NASA develops ventilator prototype in just 37 days

Researchers at NASA developed a “high-pressure” ventilator for treating patients with the coronavirus in just 37 days and it is seeking expedited approval from the Food and Drug Administration (FDA).

In a Thursday statement, NASA said that the medical machine “passed a critical test” this week. The device, named VITAL, or Ventilator Intervention Technology Accessible Locally, was tested at the Icahn School of Medicine at Mount Sinai in New York City on a “high fidelity human patient simulator.”

Matthew Levin, a director at the school, said they were “very pleased” with the results of the test and that the prototype “performed as expected under a wide variety of simulated patient conditions.”

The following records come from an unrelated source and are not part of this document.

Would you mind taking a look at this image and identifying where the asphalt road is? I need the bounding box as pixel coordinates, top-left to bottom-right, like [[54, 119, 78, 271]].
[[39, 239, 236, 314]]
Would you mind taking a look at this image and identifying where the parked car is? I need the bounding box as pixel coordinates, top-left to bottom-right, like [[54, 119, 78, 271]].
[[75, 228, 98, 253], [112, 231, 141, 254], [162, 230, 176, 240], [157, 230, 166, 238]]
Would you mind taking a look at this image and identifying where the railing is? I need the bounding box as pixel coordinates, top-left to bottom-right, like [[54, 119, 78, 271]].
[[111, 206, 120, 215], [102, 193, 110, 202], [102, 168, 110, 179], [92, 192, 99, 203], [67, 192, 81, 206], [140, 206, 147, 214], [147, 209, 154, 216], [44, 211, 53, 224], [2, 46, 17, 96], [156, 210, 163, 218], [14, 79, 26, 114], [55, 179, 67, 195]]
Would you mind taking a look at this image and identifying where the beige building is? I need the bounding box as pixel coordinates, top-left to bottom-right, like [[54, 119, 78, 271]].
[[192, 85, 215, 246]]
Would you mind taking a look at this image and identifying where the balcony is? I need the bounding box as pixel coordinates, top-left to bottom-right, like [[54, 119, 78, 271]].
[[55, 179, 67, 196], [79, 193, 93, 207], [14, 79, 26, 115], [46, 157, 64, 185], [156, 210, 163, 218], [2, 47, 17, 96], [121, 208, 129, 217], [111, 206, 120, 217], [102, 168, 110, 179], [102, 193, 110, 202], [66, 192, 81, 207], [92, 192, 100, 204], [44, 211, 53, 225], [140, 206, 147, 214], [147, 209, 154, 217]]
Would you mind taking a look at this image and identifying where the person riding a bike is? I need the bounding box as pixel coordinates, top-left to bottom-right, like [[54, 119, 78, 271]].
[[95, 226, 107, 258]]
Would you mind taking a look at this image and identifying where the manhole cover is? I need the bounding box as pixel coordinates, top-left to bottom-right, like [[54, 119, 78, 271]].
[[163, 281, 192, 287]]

“The team feels confident that the VITAL ventilator will be able to safely ventilate patients suffering from COVID-19 both here in the United States and throughout the world,” he added.  

NASA is now seeking quick FDA approval for the device through an emergency use authorization. They said the device is designed to “free up the nation’s limited supply of traditional ventilators so they may be used on patients with the most severe COVID-19 symptoms.”  

States across the country have sought out ventilators from the federal government as well as private suppliers amid a national shortage of the essential medical device. 

The new machine can be built more quickly and uses fewer parts than a traditional ventilator, according to NASA. 

“We specialize in spacecraft, not medical-device manufacturing,” said Jet Propulsion Laboratory Director Michael Watkins. “But excellent engineering, rigorous testing and rapid prototyping are some of our specialties. When people at JPL realized they might have what it takes to support the medical community and the broader community, they felt it was their duty to share their ingenuity, expertise and drive.”

NASA noted that the machine would not replace current ventilators, which can last for years and are built to help a larger range of patients than those with coronavirus. It said in a Friday statement that VITAL is intended to last up to four months and is “specifically tailored” for coronavirus patients.  

Michelle Easter, a mechatronics engineer, in a video on NASA’s site called the device “a crazy project.”

“We have the potential to save human lives, people that we might know, our neighbors, our families, and that intensity is amazing. It’s amazing, and as stressful as it’s been for everybody in the last couple of weeks, not one of us can stop,” she said.